I used to be one of those people who only wanted to watch Stooges shorts with Curly, but then I grew up and realized how great Shemp was. Shemp quickly became my second-favorite Stooge after I started watching his stuff. And honestly, even if you really prefer Curly best, do you really think he’d be pleased to hear some of his so-called fans trashing one of his belovèd big brothers? It’s as immature and mean-spirited as Who freaks who refuse to listen to anything with Kenney Jones, just because he wasn’t Keith. Having a different style doesn’t mean someone’s inferior. Sometimes a different style is needed when a band or comedy team matures, and their old ways of doing things don’t really fit with the direction they’re headed in.
I suppose I always liked Curly best because I always go for the man-child character in the classic comedy teams—Curly, Stan Laurel, Lou Costello, Harpo Marx. Sagittarians are said to be the eternal children of the Zodiac, since we’re children at heart and never really grow up. For this reason, we’re said to make great parents, stepparents, and grandparents.
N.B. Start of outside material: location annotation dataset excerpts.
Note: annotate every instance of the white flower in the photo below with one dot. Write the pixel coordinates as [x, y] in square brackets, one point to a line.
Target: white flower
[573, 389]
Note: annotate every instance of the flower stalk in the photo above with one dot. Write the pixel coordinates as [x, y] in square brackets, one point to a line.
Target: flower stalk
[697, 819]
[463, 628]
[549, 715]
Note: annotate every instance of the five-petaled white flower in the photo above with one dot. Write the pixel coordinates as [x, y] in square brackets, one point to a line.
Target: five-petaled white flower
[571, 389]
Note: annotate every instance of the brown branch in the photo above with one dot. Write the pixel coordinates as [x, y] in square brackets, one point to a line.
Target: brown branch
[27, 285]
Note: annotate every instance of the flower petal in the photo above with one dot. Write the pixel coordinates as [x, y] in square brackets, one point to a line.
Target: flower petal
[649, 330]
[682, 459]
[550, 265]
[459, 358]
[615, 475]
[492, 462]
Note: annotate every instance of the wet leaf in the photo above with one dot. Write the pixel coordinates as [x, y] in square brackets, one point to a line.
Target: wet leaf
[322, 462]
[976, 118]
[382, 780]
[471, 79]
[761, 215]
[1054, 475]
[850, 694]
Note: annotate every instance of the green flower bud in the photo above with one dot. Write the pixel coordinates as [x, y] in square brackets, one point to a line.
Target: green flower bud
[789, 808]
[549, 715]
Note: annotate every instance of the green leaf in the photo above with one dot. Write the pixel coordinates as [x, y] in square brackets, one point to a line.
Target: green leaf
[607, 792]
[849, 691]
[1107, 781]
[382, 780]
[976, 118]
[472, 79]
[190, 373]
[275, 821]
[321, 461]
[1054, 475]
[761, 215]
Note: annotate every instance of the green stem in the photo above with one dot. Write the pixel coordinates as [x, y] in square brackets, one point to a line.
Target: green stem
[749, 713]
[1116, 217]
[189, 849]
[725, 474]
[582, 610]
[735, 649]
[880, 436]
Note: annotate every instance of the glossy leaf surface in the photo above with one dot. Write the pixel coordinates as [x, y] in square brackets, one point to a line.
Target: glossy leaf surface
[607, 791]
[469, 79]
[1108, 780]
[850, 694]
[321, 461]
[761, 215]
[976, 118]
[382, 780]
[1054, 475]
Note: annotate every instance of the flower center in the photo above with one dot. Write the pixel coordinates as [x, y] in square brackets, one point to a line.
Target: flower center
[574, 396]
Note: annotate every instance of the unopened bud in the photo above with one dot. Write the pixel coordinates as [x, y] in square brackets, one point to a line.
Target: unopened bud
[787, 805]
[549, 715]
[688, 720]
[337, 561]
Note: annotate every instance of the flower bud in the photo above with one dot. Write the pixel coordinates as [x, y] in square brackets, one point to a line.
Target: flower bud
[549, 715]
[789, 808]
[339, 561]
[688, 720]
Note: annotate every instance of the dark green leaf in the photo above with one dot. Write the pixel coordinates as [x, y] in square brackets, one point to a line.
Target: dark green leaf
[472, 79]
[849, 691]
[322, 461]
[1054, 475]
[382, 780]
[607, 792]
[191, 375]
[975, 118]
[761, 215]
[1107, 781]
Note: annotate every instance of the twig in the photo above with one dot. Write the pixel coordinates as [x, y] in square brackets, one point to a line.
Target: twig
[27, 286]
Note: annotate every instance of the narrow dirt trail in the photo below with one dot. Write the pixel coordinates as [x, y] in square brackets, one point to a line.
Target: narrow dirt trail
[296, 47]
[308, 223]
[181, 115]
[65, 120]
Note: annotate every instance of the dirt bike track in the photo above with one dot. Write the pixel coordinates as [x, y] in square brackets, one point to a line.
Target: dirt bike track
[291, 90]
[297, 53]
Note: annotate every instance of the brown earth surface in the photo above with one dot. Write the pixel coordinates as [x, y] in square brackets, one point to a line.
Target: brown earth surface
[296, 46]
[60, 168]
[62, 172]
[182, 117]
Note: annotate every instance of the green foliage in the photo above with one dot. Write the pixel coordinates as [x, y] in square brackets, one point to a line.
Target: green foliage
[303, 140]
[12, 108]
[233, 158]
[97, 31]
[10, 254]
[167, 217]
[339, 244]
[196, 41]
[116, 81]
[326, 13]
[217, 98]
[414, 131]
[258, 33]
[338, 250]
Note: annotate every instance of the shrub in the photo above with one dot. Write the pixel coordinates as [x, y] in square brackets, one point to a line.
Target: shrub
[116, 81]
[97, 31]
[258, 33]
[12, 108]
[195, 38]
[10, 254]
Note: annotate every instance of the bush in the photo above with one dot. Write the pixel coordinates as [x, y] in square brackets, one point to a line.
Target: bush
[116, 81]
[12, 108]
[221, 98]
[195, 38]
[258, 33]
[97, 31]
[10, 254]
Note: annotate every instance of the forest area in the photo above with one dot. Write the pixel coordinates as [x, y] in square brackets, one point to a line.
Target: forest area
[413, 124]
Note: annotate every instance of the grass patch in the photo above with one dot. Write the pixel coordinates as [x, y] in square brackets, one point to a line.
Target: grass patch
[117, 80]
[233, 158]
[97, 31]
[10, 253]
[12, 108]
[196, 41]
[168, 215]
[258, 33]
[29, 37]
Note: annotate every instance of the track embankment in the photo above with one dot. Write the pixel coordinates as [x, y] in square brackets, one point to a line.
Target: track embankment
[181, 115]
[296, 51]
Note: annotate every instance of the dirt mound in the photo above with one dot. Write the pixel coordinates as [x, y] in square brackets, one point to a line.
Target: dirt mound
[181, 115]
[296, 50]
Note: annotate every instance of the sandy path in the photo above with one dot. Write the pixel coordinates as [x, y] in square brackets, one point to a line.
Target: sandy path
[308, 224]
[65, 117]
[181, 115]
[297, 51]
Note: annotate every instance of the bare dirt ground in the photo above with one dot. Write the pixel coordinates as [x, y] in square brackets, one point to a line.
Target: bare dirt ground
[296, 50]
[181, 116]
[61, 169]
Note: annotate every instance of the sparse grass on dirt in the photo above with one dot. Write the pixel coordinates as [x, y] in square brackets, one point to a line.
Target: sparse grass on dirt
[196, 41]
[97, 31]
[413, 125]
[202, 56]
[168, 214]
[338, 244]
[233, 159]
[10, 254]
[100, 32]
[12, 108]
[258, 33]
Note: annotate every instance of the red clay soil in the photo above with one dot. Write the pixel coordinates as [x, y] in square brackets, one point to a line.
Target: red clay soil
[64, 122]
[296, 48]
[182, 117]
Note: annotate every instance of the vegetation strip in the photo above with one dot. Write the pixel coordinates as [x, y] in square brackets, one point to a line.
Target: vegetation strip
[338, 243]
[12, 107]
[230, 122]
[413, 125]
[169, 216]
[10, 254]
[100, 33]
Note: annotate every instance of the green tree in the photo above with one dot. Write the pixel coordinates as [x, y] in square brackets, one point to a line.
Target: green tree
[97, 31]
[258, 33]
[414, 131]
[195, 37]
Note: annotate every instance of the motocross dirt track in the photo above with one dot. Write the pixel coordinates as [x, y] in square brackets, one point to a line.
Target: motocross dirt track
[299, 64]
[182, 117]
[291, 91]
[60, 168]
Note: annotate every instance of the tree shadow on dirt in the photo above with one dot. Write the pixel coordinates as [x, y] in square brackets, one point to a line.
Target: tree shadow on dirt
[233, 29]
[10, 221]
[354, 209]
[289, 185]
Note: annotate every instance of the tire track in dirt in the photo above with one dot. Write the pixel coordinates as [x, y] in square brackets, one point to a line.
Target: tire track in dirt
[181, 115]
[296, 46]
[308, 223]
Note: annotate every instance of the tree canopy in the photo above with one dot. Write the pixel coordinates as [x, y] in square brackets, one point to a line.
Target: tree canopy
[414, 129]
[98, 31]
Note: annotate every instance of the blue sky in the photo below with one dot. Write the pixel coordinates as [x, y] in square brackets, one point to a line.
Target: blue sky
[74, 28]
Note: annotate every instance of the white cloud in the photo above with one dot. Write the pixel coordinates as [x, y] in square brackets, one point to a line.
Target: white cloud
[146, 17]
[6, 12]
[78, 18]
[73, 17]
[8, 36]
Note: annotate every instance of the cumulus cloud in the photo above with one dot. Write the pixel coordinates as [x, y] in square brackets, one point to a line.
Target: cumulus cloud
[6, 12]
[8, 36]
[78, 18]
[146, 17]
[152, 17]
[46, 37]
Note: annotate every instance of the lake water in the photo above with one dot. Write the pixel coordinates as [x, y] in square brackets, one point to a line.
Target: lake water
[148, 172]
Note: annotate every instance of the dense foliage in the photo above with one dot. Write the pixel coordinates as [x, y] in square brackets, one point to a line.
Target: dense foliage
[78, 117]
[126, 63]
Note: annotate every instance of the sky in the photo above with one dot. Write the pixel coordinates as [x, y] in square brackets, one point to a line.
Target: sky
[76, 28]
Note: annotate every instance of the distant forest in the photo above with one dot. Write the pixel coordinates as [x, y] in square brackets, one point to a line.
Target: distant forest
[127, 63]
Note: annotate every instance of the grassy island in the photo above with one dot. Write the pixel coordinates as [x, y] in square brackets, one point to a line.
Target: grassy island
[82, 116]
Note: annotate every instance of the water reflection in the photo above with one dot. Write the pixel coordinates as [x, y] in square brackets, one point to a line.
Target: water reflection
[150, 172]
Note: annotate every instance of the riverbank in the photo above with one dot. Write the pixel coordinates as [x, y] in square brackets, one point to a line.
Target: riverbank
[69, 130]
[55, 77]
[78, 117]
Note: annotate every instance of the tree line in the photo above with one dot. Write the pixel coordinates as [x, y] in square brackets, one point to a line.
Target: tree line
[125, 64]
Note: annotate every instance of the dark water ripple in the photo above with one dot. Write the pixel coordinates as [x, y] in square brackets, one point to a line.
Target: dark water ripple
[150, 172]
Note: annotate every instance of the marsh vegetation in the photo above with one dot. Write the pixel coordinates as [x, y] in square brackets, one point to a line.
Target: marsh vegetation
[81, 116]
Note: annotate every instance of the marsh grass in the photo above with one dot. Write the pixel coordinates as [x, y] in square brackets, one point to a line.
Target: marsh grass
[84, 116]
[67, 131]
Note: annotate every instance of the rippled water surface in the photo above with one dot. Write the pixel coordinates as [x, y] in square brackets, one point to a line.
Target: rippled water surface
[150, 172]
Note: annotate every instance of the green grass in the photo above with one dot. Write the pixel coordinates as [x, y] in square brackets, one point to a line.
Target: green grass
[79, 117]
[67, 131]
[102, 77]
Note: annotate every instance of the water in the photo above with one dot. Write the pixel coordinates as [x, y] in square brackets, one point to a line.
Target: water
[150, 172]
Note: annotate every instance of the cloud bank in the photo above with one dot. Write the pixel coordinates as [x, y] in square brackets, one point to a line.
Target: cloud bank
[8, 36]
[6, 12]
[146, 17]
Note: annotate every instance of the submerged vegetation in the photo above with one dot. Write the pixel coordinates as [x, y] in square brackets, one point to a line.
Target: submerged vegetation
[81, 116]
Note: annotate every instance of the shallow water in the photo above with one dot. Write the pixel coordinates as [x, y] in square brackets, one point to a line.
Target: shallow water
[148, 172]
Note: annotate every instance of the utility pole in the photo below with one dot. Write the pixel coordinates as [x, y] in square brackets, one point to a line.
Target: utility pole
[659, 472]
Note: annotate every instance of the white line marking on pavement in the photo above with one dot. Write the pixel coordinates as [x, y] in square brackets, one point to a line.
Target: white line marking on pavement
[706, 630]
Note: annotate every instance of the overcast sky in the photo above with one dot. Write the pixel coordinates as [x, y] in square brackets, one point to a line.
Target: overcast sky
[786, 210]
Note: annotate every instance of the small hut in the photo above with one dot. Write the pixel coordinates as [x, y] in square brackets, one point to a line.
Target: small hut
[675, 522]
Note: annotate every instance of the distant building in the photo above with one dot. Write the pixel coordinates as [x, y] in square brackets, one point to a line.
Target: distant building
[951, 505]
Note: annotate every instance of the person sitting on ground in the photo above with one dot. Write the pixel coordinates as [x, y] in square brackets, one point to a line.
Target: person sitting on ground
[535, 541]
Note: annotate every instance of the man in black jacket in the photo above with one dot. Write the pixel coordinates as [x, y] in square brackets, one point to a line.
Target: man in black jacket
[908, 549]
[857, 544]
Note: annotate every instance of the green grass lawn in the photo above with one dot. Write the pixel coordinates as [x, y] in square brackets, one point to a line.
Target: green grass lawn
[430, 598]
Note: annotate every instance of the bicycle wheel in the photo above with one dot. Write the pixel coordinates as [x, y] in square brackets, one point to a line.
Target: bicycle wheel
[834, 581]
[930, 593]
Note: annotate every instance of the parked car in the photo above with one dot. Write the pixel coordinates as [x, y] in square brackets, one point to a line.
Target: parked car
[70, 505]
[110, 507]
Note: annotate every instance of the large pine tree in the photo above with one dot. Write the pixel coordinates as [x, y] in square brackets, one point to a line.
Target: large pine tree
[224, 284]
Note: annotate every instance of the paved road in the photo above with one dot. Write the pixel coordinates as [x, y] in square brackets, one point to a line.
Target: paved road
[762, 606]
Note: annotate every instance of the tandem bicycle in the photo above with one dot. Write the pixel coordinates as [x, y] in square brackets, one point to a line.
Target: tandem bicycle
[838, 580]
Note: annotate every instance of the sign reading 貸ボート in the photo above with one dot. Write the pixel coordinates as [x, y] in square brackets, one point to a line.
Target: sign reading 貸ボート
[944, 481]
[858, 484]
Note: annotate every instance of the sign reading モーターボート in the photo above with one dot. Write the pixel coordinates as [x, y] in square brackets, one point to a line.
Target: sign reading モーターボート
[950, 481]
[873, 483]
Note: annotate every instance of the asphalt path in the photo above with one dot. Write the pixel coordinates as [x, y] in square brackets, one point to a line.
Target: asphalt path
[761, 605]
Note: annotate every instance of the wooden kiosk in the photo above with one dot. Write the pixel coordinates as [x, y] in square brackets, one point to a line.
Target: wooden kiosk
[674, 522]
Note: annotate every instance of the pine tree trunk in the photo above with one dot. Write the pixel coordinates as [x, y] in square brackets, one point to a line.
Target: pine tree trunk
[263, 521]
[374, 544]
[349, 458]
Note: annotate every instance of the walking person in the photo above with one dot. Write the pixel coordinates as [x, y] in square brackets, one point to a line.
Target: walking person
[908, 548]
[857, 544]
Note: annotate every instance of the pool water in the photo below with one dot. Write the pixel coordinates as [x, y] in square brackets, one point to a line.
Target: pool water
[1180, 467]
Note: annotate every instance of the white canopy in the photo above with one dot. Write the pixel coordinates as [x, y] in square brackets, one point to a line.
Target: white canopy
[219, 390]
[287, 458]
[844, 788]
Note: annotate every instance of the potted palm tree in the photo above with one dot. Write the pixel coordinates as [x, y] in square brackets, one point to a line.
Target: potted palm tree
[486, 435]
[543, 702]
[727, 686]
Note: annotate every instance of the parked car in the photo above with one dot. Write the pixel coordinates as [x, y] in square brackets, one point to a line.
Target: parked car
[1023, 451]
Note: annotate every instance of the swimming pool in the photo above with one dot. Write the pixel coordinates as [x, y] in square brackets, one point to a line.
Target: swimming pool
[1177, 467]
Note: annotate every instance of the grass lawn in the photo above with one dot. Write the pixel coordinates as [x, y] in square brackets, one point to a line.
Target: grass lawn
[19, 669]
It also brings out a mothering, protective instinct in me. And in real life, he was said to be rather naïve and easily taken advantage of.
Finding out Curly had a real-life limp (which he exaggerated for comedic effect, so people would think he was just doing a funny walk instead of limping) made me feel so much better about my own limp. I was run over by a car in August of 2003 and couldn’t walk for 11 months. I had a very heavy limp when I finally was able to walk again. (Both legs were pinned under the back driver’s side wheel, but only the right broke. I think the right leg rolled on top of my left leg to protect it, so I was left with the side of my body I have most of my strength and dexterity in.) I felt pretty badly about having a limp until I found out one of the most belovèd physical comedians of all time had a limp too. It was like a huge shot of pride, knowing I wasn’t alone and that I was in very esteemed company.
Oh, and contrary to the sexist myth that keeps being perpetuated, there are tons of female Stooge fans, and many female Laurel and Hardy fans. I hate this sexist lie that says women hate physical comedy and only like stuff that’s pink, lacy, and fuzzy. But then again, my parents raised me as a person, not a set of stereotypes erroneously based on biological sex. I’m definitely not going to be one of those parents who steers a boy away from dolls and teaparties, or who throws a fit if a girl plays with toy cars and Legos. Thank God I was a child of the Eighties, before this modern-day Disney princess saturation and so many toys, games, and everything under the Sun based on tv shows and movies instead of encouraging creative play!